Lloyds believes it can survive without the GAPS and does not want the additional government influence which comes with the scheme.
The taxpayer already holds a 43% stake in the bank.
A decision on whether the arrangement goes ahead will be announced early next week, says the BBC's Nils Blythe.
The protection scheme, agreed in March, provides taxpayer guarantees against potential losses on some Lloyds assets.
The original idea was that the bank would pay for the guarantee by issuing new, non-voting shares that would give the taxpayer a majority stake in the troubled bank.
But Lloyds is currently talking to its major private sector shareholders about whether they will buy into a huge new share issue, in which the bank hopes to raise around £13bn - the biggest fund-raising of its kind to date, says BBC business correspondent Nils Blythe.

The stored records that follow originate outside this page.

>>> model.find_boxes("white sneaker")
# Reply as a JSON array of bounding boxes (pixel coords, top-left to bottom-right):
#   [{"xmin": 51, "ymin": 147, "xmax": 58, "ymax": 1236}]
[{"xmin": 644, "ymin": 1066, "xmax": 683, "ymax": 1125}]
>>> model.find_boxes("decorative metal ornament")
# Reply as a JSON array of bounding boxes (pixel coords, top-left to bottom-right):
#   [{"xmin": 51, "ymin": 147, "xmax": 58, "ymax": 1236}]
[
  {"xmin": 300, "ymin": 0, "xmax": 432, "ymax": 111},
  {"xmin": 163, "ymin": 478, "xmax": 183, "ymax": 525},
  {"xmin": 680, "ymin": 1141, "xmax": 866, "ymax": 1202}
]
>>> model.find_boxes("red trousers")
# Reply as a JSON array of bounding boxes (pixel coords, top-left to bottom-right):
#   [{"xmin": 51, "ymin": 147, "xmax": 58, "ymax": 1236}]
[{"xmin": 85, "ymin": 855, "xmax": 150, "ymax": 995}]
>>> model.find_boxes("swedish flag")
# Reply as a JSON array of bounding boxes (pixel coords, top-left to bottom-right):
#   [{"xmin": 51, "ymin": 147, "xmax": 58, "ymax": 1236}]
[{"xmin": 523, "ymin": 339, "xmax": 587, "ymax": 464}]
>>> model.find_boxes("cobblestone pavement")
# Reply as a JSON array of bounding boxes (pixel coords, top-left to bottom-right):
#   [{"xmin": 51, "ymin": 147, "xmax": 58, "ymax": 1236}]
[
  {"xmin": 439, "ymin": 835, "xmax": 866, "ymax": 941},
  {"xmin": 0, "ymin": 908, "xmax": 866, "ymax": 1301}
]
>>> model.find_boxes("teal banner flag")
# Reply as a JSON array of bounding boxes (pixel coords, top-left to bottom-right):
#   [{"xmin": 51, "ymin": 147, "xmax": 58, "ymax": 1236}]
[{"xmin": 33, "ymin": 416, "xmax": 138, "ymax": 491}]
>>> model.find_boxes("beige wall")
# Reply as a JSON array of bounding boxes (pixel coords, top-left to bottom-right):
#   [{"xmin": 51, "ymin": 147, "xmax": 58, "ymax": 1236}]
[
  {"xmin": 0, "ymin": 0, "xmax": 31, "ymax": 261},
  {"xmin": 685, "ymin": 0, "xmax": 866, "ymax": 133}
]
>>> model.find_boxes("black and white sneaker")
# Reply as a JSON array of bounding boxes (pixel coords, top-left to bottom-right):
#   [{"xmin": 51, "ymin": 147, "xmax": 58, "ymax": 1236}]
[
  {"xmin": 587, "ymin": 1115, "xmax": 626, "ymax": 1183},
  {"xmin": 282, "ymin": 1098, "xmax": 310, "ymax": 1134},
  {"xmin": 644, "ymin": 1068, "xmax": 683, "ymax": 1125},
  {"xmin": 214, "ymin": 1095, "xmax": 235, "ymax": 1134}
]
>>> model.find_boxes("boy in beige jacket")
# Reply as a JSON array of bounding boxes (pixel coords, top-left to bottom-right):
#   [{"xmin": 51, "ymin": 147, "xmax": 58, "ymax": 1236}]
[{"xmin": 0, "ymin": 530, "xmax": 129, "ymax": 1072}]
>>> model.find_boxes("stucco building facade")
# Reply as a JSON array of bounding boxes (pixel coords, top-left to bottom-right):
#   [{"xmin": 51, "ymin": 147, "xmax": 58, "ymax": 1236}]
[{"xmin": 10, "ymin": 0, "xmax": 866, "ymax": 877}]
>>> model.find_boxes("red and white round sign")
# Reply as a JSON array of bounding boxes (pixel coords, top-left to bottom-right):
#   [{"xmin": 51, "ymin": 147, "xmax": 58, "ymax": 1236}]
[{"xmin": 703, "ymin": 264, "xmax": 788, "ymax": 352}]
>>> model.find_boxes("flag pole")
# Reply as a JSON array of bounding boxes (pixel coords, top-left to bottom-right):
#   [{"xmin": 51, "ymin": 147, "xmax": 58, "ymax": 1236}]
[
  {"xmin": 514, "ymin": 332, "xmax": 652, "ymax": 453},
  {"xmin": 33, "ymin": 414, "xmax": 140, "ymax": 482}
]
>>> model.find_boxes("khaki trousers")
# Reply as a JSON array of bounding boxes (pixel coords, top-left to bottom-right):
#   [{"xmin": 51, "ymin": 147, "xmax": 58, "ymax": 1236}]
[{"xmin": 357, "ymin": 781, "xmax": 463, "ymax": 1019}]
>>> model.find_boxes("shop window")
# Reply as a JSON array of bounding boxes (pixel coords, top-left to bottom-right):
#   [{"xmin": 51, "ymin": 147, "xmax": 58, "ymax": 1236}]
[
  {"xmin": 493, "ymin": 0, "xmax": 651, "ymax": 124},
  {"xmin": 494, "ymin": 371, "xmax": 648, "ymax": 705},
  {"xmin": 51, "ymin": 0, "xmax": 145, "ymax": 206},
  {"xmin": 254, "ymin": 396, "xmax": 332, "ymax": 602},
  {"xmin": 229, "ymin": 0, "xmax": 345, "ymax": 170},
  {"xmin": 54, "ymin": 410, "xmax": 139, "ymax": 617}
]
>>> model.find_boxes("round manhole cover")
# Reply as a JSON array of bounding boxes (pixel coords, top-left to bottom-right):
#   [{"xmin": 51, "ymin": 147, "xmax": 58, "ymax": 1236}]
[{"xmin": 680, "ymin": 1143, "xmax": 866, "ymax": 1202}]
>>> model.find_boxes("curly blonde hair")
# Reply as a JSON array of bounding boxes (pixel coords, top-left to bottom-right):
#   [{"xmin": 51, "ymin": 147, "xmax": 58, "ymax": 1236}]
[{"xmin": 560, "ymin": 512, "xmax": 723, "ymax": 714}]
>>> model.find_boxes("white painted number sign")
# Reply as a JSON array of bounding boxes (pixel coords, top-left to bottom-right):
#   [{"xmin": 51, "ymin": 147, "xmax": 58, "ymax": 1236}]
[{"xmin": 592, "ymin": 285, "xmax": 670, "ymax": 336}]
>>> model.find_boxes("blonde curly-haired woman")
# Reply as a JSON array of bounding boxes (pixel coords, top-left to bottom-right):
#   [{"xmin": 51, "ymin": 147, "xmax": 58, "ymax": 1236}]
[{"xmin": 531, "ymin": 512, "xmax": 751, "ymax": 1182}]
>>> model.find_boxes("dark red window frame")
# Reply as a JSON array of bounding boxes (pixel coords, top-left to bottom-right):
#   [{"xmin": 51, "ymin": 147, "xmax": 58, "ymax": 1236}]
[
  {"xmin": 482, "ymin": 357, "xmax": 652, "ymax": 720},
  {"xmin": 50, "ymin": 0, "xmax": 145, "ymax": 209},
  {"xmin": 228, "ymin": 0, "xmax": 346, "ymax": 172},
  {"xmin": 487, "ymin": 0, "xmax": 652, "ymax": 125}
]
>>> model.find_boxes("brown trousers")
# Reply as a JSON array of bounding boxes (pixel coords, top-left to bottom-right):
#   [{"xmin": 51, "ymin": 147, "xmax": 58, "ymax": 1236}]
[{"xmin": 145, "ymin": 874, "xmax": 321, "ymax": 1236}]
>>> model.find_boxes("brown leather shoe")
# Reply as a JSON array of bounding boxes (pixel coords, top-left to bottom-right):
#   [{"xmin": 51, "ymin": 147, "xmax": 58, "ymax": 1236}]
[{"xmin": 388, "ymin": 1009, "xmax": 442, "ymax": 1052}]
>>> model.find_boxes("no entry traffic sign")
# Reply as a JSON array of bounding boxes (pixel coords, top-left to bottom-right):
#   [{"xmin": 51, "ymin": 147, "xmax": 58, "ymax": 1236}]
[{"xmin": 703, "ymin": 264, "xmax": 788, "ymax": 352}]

In addition, Lloyds will issue new bonds which will bring the total fund raising to more than £20bn.
With the extra cash raised by private shareholders, Lloyds feels it would then be in a position to decline additional government protection.
The £2.5bn fee would be in recognition of the guarantees provided by the GAPS since March.
Lloyds has been struggling since it bought HBOS last September. HBOS made a record loss in 2008 of almost £11bn.